Talvez não seja por acaso que
João Evangelista, que escreveu em grego, e que tinha ligações estreitas com a
cidade de Éfeso (uma das sete cidades
citadas no início do Apocalipse), tenha escolhido a seguinte palavra para começar o
seu Evangelho: “en arché en ho Logos”, que significa justamente: “No Princípio
era o Logos” (Logos em latim é Verbo).
Não é necessário que João tenha
conhecido o pensamento de Heráclito de Éfeso para o ter feito, embora seja plenamente admissível
por se tratar de um homem culto (ou melhor, de um homem que se tornou culto, como o seu evangelho cheio de observações históricas e explicações de leis demonstra).
Importa notar, antes de tudo, que a mesma intuição que
guiou o pensamento de Heráclito enquadrou o prólogo de João ao evangelho.
Para Heráclito, se o Logos que
revela a Physis se manifesta no pensamento, que é o princípio essencial do
homem (ou seja, a sua arché), é forçoso concluir que o revelar-se da Physis
através do Logos não é uma mera façanha do pensamento, mas a própria estrutura
da realidade.
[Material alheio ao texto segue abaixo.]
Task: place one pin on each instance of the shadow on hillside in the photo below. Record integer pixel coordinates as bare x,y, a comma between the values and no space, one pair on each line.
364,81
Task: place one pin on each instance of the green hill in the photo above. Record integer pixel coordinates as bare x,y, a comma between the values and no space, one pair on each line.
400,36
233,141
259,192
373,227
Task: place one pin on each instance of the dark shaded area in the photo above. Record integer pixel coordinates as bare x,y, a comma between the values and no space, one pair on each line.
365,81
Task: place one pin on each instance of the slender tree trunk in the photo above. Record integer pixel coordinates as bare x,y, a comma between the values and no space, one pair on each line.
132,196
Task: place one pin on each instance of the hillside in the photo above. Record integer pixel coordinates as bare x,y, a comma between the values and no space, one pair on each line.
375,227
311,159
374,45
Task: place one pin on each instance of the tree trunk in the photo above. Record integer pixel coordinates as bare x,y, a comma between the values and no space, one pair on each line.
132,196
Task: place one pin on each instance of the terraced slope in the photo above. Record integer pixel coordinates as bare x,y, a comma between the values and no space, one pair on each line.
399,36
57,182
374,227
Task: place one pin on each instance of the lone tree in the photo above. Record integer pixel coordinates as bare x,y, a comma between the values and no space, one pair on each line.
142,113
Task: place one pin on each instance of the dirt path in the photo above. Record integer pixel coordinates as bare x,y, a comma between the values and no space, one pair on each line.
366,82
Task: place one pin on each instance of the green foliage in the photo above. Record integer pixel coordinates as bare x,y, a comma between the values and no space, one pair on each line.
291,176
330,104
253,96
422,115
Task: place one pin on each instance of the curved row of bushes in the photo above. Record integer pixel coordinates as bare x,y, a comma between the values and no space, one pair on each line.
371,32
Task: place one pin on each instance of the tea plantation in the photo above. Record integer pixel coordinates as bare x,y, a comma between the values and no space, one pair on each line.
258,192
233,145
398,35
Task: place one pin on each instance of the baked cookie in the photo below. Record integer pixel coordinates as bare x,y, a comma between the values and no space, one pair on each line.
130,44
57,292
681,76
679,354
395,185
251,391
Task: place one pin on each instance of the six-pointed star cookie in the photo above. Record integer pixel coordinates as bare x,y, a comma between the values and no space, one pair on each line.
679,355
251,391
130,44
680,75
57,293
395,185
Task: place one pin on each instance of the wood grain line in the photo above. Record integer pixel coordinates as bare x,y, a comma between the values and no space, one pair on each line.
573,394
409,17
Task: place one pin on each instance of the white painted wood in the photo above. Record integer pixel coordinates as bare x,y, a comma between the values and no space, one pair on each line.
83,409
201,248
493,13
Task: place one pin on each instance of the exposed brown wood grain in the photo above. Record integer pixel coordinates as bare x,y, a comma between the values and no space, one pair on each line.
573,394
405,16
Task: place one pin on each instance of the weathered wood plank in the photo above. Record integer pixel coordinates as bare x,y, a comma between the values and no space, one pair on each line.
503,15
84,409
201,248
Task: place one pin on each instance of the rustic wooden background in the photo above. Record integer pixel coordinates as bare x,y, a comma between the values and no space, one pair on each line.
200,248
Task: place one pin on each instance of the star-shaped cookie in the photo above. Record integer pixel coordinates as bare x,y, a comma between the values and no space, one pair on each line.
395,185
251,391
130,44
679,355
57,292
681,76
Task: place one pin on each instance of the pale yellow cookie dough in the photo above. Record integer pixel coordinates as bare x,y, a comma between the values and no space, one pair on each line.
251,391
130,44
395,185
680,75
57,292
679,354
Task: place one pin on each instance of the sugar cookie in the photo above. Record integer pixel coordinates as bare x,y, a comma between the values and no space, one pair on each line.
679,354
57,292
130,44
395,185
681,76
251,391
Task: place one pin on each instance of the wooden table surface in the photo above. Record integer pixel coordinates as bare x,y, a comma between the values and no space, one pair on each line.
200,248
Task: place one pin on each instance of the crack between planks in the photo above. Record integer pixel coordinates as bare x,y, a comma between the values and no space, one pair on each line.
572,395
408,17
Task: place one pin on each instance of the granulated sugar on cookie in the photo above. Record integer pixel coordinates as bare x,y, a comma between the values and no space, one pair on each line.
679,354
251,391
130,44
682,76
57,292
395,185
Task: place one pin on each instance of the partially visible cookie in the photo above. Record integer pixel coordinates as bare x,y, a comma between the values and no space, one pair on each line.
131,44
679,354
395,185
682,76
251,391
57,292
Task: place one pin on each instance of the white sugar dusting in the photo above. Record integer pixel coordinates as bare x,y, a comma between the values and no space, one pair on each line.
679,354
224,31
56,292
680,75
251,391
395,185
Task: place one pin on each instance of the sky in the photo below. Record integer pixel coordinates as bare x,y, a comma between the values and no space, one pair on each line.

Equivale, aproximadamente ao que o Evangelista diz quando afirma:
“O Verbo estava em Deus, e o Verbo era Deus”, ou seja, que o Logos que revela a
Physis, que para João é Theos (Deus), não é como que algo exterior ao Theos
(Deus), mas algo próprio ao Deus como tal, ou seja, o divino poder criador de
fazer com que as coisas venham ao mundo, passem a existir.
Assim sendo, o Logos é
colocado por Heráclito como o princípio de toda a realidade (e não apenas do
homem), em substituição à Physis, que passa a ser, ela própria, um algo que
surge e desaparece fenomenicamente através do Logos. Isto é uma revolução em
relação ao pensamento Jônico anterior, pois este se baseava na idéia de que uma
Physis imutável estava oculta em toda mudança ou fenômeno. Em termos práticos,
o que isto significa? Significa que, se o surgir e perecer eram antes
concebidos como fenômenos que diziam respeito apenas às coisas, não afetando à
Physis ou princípio oculto que há nelas, agora é a própria realidade oculta que
ora se torna manifesta, ora se oculta, neste incessante nascer e perecer das
coisas no mundo. Isto talvez corresponda à famosa sentença de João: “e o Logos
se fez carne e habitou entre nós”., com a única diferença que o Logos Divino só
se manifestou para João em Jesus, ao passo que o Logos do kosmo (mundo) se
manifesta para Heráclito no pensamento e nos fenômenos.